I would be really interested to know what conclusion you have made about inferential distance.
Jennifer is suggesting that these ideas could be used to quantify inferential distances. A first attempt might be to say that a Speaker and a Listener are separated by a large inferential distance when the Speaker has a much larger value for P(U|T) than the Listener does.
There seems to me to be something important left out, though. I take inferential distances to be about differences in the plausibility of a conclusion to different people. Even if you understand my claim perfectly (ie, you’ve mapped my U to the proper T) you might still consider T to be almost certainly wrong, while I consider T to be an inevitable conclusion of self-evident premises, even if it takes a long chain of inferences to get to the conclusion from the premises.
Speaking from my personal experience, when I as a listener had problems accepting a conclusion which was considered natural and perhaps obvious by the speaker, it was rarely because I misinterpreted the meaning (now I am apeaking about conclusions which I have accepted as obvious later, so that I can judge whether I understood what has been said earlier). The reason was rather that I lacked some background knowledge or thinking habits which caused my P(T) being low, not P(U|T).
It seems that “exercises left for the reader” are not generally well taken. Arundelo and Kaj are correct in that I meant that sort of as a joke and sort of as an invitation to conversation with a capable audience. This is LW right? So the audience should be capable :-)
I liked this link and quote because it seemed so productive towards mechanization and experimentation of concrete issues around the relatively more hand-wavey concept of inferential distance. I’m not sure how such a research program would turn out, but the quote makes it more plausible to me that researchers could get traction if they dug in.
The link suggests that software already exists in rudimentary form (and might be developed with better calibration specifically for this issue) to operate on digital text to characterize the bits of information it contains.
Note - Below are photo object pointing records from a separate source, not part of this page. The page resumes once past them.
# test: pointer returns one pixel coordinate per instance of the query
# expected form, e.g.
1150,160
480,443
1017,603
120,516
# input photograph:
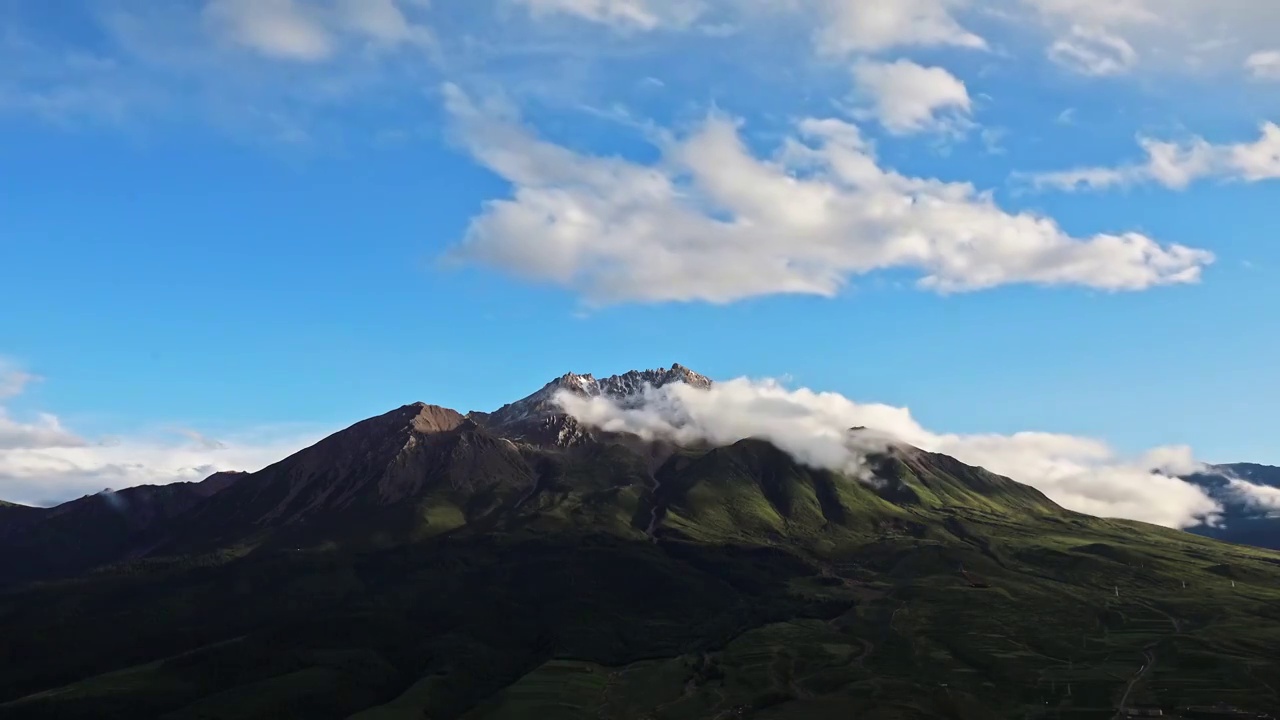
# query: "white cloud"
1178,164
42,463
869,26
291,30
46,432
713,222
36,474
279,28
636,14
1264,64
13,382
909,98
1078,473
1255,496
1118,36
These bits are situated as measurements mathematically related to hypothesized bayesian distributions over human communication intent and sense of model plausibility.
It doesn’t seem that hard to imagine a program of study around the issue, with efforts to refine text compression software so that it gives “the right answer” when applied to text generated by experimental human subjects encouraged to communicate about toy problems explained to one subject, communicated to another in the course of the experiment, and then validated to have been successfully transmitted with a comprehension test applied to the second subject.
Perhaps geometrical diagrams could be serialized and measured this way somehow? It would be interesting to use simple pictures as the “T” in part because the the bit about “”a prior P(T) over the possible thoughts we may be conveying” is obviously important but spelling out the details might be hard. I think some people would be tempted to use “language in one’s head” as the model for thoughts (so U and elements of T are directly comparable via trivial methods), but starting out with “probability distributions over possible visual representations” seems likely to avoid a local research optimum where only “language focused people” think the results are very general.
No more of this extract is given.